Amigo, te vas hacia tierras de Morfeo, nos dejas esta cruel melancolía, ante la desidia compañera, que rompe sensaciones y maneras. Irrumpe en mi latir el desengaño; la vida que te lleva compañero, me deja en un rincón desconsolado. Tu juventud se esconde en mi chistera y cual paloma blanca de ilusiones, se pierde en el recuerdo de tu risa. Amigo, amigo! Qué extraña sensación me da tu pena, que conociendo todo el desaliento, no acierto a comprenderte en las maneras.

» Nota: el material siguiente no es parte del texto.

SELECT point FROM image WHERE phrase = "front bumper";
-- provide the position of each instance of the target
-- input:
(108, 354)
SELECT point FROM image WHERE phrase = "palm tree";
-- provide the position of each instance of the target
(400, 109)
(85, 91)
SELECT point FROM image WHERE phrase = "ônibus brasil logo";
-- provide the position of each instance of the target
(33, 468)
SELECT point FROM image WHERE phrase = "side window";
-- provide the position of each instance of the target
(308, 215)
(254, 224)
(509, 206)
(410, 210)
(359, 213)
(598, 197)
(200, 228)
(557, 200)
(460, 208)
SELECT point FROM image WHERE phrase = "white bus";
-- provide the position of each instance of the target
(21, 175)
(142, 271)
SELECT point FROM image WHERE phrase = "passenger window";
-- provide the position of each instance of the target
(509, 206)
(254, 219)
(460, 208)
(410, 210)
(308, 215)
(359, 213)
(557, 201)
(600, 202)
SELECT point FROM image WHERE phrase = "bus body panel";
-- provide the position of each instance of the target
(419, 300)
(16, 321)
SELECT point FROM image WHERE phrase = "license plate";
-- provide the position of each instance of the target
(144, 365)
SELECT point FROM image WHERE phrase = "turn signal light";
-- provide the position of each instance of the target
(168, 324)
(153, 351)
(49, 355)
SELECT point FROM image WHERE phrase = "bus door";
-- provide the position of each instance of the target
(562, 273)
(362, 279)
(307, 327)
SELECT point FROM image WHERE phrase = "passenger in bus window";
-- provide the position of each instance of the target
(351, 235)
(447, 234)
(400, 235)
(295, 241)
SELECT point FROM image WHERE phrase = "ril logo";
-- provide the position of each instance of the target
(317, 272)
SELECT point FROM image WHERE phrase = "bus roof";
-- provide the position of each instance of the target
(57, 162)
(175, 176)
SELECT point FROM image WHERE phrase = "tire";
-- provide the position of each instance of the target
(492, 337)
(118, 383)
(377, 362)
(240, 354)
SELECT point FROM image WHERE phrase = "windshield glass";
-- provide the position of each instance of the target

La noche, ese momento en que engalanas los poderes más ciertos del sentido, ese momento en que todo descansa, mientras tu corazón latía despedida. Maldita sea la suerte que acompañas!, maldita la mañana compañero!, que ha de descubrirte de silencio, vestido para siempre de amargura.

Que cese este dolor que me quebranta, que quede blanco todo el sentimiento, que llegues a tu luz, cese el lamento, estimado amigo; compañero.

 

Cada mañana

al alba, se muestra el alma blanca

resbala la textura al desaliento

la muerte se antepone a la tristeza.

Ojos de mirada desmedida

silencios que te abaten lentamente.

Reálzate al envite compañero!

Acaso, no te quedan ilusiones

No busques las espinas de las rosas

Déjate convencer

estás en ello!

             Zafiro de ilusiones rotas.